Nur, weil man einen Abnehmshake trinkt, nimmt man nicht ab. Dr. Christoph Höchsmann
«Nur, weil man einen Abnehmshake trinkt, nimmt man nicht ab. Es geht letztendlich wieder darum, langfristig weniger Kalorien durch Nahrung zuzuführen als durch Grundumsatz, Alltagsaktivität und körperliche Aktivität (Sport) verbrannt werden. Manchen Menschen gelingt dies mit einem Shake einfacher.»
Mythen rund um das Thema Abnehmen
«Ein Mythos ist, dass Muskeln schwerer seien als Fett.

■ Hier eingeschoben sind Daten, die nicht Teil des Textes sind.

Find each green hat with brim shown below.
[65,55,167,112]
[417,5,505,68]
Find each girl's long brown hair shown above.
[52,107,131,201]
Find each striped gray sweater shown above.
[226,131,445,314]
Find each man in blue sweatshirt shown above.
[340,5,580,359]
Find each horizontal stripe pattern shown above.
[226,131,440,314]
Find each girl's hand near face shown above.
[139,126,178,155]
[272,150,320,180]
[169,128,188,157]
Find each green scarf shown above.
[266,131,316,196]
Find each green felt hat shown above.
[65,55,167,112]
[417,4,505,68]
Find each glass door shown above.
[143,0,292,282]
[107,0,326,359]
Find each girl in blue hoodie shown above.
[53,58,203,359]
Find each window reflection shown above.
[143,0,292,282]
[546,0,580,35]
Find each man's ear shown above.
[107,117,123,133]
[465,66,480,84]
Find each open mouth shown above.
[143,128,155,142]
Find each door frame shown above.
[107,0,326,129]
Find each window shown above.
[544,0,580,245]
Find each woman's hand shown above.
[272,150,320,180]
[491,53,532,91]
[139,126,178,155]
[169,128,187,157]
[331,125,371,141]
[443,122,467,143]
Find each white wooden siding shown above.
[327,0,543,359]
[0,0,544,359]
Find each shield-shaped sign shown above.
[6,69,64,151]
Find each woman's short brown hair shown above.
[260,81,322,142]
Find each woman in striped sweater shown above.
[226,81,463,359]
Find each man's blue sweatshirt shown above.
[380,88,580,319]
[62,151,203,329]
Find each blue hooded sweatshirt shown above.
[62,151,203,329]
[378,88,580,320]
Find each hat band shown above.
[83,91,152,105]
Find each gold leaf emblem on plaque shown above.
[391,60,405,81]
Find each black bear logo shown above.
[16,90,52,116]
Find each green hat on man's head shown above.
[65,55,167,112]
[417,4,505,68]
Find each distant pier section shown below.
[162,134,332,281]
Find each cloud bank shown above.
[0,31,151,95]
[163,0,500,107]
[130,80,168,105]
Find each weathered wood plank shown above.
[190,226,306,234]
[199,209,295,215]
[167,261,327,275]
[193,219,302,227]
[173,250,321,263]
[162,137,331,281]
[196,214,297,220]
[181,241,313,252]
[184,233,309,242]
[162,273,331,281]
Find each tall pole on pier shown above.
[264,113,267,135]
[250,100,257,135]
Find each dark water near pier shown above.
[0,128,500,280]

Das ist eine Fehlvorstellung», stellt Dr. Köhler fest. Er erklärt sich diesen Mythos durch die Tatsache, dass man durch Sport langsamer abnimmt als durch eine Diät.
Der zweite Mythos ist jener, dass man durch den Aufbau von Muskeln wahnsinnig viel Energie verliere. Erhöhe man die Muskelmasse, könne man mehr Essen. Das sei deutlich geringer als man denkt. Dr. Köhler erklärt: «Pro Kilo Muskelmasse können wir etwa 13 Kalorien mehr verbrauchen und damit auch 13 Kalorien mehr essen. Also wenn man es schaffen würde, zehn Kilo Muskelmasse aufzubauen, dann wären das 130 Kalorien. Dies entspricht etwa einer Brotscheibe.»